South Devon local historian Kevin Dixon looks into Torquay’s other history: pubs, bands & us ordinary folk
At a time when benefit cuts for the unemployed are being discussed, it’s worth noting that the final resort of desperate women remains the selling of themselves.
Torquay has always had its prostitutes. In the 19th century the town was described as the wealthiest in England for its size, and the affluent needed a large servile class – by 1901 18.5 per cent of the population were employed as domestic servants.
This saw women far outnumbering men: in 1871 there were 12,772 females to 8,885 males in Torquay.
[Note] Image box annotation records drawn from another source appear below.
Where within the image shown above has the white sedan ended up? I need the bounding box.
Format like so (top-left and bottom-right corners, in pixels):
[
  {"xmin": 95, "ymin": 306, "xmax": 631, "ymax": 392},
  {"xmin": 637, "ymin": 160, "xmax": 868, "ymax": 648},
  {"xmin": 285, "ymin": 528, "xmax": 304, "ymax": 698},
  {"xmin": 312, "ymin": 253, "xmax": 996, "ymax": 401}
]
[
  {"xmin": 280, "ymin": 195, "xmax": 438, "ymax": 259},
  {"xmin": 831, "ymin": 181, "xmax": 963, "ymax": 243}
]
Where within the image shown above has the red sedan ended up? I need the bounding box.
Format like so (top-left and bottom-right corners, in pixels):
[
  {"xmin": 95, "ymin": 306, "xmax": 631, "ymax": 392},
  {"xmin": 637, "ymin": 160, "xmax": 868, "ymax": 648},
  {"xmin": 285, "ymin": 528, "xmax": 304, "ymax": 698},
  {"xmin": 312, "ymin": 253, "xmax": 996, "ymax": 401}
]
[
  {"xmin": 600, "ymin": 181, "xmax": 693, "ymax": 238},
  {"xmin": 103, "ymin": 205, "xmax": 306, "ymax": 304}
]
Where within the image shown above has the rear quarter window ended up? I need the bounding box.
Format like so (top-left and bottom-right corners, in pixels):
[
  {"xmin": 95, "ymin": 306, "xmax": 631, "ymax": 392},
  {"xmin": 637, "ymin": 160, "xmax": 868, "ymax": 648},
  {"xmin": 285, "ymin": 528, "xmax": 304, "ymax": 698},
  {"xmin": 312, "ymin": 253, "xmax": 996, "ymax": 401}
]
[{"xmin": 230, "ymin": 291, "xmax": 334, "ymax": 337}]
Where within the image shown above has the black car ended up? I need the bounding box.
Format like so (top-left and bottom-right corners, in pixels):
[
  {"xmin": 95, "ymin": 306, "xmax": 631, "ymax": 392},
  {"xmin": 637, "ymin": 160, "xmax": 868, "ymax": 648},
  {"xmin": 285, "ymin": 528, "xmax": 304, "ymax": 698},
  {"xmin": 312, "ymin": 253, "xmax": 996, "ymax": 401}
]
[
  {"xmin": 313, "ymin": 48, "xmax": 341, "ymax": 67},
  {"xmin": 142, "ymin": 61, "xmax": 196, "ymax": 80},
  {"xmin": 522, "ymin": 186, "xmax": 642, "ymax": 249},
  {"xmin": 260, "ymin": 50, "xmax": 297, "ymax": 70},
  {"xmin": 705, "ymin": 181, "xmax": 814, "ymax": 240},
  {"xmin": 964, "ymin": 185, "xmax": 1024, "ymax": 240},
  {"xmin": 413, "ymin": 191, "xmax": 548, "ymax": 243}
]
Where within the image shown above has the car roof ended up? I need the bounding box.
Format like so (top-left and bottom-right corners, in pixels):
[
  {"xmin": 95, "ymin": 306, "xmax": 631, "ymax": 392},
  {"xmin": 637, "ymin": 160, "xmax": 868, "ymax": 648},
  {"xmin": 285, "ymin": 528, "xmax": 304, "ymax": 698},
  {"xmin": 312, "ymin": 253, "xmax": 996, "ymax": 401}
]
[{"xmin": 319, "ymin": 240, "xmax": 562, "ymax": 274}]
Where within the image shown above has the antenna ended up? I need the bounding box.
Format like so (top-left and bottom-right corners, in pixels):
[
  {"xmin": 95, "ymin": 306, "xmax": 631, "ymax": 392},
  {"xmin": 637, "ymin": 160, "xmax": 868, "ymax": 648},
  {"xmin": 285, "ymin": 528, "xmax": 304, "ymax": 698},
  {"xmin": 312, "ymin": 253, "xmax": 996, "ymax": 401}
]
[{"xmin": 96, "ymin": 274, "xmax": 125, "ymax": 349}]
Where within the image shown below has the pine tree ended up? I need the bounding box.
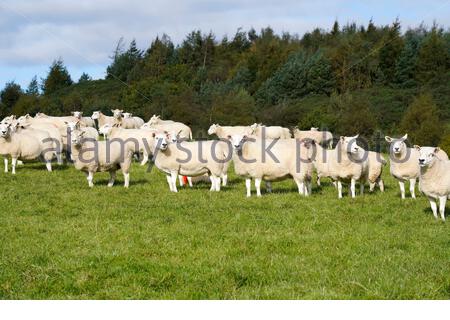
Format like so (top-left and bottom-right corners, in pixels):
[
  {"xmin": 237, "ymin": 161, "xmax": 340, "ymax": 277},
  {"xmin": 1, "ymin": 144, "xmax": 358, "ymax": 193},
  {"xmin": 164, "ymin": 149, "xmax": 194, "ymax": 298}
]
[
  {"xmin": 400, "ymin": 93, "xmax": 444, "ymax": 146},
  {"xmin": 26, "ymin": 76, "xmax": 39, "ymax": 96},
  {"xmin": 42, "ymin": 59, "xmax": 73, "ymax": 95},
  {"xmin": 0, "ymin": 81, "xmax": 23, "ymax": 116},
  {"xmin": 78, "ymin": 72, "xmax": 92, "ymax": 83}
]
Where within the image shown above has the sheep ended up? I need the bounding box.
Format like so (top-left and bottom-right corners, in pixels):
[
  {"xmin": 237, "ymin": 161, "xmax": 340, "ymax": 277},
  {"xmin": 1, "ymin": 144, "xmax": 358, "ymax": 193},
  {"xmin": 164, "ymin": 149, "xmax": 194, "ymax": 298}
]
[
  {"xmin": 91, "ymin": 111, "xmax": 115, "ymax": 128},
  {"xmin": 17, "ymin": 114, "xmax": 65, "ymax": 165},
  {"xmin": 228, "ymin": 134, "xmax": 312, "ymax": 197},
  {"xmin": 293, "ymin": 127, "xmax": 333, "ymax": 149},
  {"xmin": 72, "ymin": 111, "xmax": 95, "ymax": 128},
  {"xmin": 123, "ymin": 112, "xmax": 145, "ymax": 129},
  {"xmin": 306, "ymin": 135, "xmax": 368, "ymax": 199},
  {"xmin": 250, "ymin": 123, "xmax": 291, "ymax": 139},
  {"xmin": 65, "ymin": 120, "xmax": 99, "ymax": 140},
  {"xmin": 100, "ymin": 124, "xmax": 156, "ymax": 165},
  {"xmin": 153, "ymin": 133, "xmax": 231, "ymax": 192},
  {"xmin": 384, "ymin": 134, "xmax": 448, "ymax": 199},
  {"xmin": 148, "ymin": 114, "xmax": 175, "ymax": 125},
  {"xmin": 0, "ymin": 123, "xmax": 55, "ymax": 174},
  {"xmin": 208, "ymin": 124, "xmax": 253, "ymax": 139},
  {"xmin": 414, "ymin": 146, "xmax": 450, "ymax": 221},
  {"xmin": 70, "ymin": 130, "xmax": 133, "ymax": 188},
  {"xmin": 141, "ymin": 122, "xmax": 192, "ymax": 140}
]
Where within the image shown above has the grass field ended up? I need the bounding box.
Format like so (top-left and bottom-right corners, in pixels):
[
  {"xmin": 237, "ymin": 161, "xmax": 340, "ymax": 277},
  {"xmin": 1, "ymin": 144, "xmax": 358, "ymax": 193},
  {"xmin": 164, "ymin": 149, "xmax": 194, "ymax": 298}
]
[{"xmin": 0, "ymin": 160, "xmax": 450, "ymax": 299}]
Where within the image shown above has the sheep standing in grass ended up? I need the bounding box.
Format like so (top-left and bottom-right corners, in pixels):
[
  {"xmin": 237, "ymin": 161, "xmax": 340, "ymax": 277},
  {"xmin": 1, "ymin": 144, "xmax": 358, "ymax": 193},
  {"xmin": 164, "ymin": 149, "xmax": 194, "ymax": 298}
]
[
  {"xmin": 70, "ymin": 130, "xmax": 133, "ymax": 188},
  {"xmin": 250, "ymin": 123, "xmax": 291, "ymax": 139},
  {"xmin": 385, "ymin": 134, "xmax": 448, "ymax": 199},
  {"xmin": 293, "ymin": 127, "xmax": 333, "ymax": 149},
  {"xmin": 414, "ymin": 146, "xmax": 450, "ymax": 221},
  {"xmin": 208, "ymin": 124, "xmax": 253, "ymax": 139},
  {"xmin": 307, "ymin": 135, "xmax": 368, "ymax": 199},
  {"xmin": 153, "ymin": 133, "xmax": 231, "ymax": 192},
  {"xmin": 72, "ymin": 111, "xmax": 95, "ymax": 128},
  {"xmin": 229, "ymin": 135, "xmax": 313, "ymax": 197},
  {"xmin": 91, "ymin": 111, "xmax": 115, "ymax": 128},
  {"xmin": 0, "ymin": 123, "xmax": 55, "ymax": 174},
  {"xmin": 100, "ymin": 124, "xmax": 155, "ymax": 165}
]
For those not able to secure employment, there were few alternatives, and prostitutes could be found at night frequenting harbour pubs and Cary Green – the area in front of The Pavilion.
In 1853 Chief Constable Charles Kilby complained of the ‘unbecoming manner that young women of the town wander around the thoroughfares without bonnets and shawls’.
Poverty also inevitably leads to the exploitation of the young. From the Torquay Directory of 1870: “Charlotte Winser has long been notorious as keeper of a house in the town of the most profligate character… recruiting even her own daughters for her unholy gain. Their mother has for years made a profit by pandering to the worst vices of others.”
Winser was sentenced to death, and local entrepreneurs were never one to miss a trick: “It will hardly be credited that men in this town organised excursions offering to take persons to Exeter to witness (Winser’s) execution then back to Newton Races for four shillings.”
Generally, the activities of Torquay’s underclass were ignored and rarely commented on… unless they reached the courts. The Victorian reliance on euphemisms in an effort not to offend can also disguise what was really happening. In 1899 the landlord of the Abbey Inn on Abbey Road was charged with allowing his pub to be used as ‘a habitual resort of women of ill-fame’.
A Detective Thomas watched the Abbey Inn on the night of March 12 between the hours of 8 and 11. “He saw women of loose character enter. They stayed for a considerable time – between 10 and 25 minutes. They entered and returned several times on the same evening, sometimes alone and sometimes in company with men… Entering the Inn, he saw three loose women in one of the rooms.”
Unaccompanied women of good character were unlikely to visit an inn and so evidence of impropriety included a notice instructing females not to remain in the house for more than a quarter of an hour.
On one occasion the detective heard the landlord shout: “Time, Ladies!” indicating that women were not being escorted by a man.
While being cross-examined, Thomas said: “There is nothing to distinguish them from others except their bad language. The house was a quiet one and perhaps was not likely to attract women of the town in pursuit of their vocation.”
In a statement that reminds us of a modern Torquay club owner defending ‘drink all you can’ offers, the defendant protested on his arrest: “What can I do with so much rates and taxes to pay. They bring me my living.”
Nevertheless, he was fined £5 with £1 costs and the brewery took away his tenancy.
Late into the 1950s women were still to be found loitering around Cary Green waiting to take their customers to the darker recesses of Rock Walk.
(image: © Copyright Stephen McKay / CC BY-SA 2.0)


Estimates of the number of prostitutes in Victorian England differ depending on who was doing the estimating.
In London, the Police claimed there were 7,000, while the Society for the Suppression of Vice said 80,000.
A 19th-century city commonly had 1 prostitute per 36 inhabitants, or 1 per 12 adult males, which means 55,000 prostitutes for London, often called ‘the whoreshop of the world’.
Certainly, Victorian Torquay can’t really be compared with London. However, if we take the above ratios, this would give us 740 Torquay prostitutes. Even at half this number, prostitutes would have made up a significant part of the working class of our town.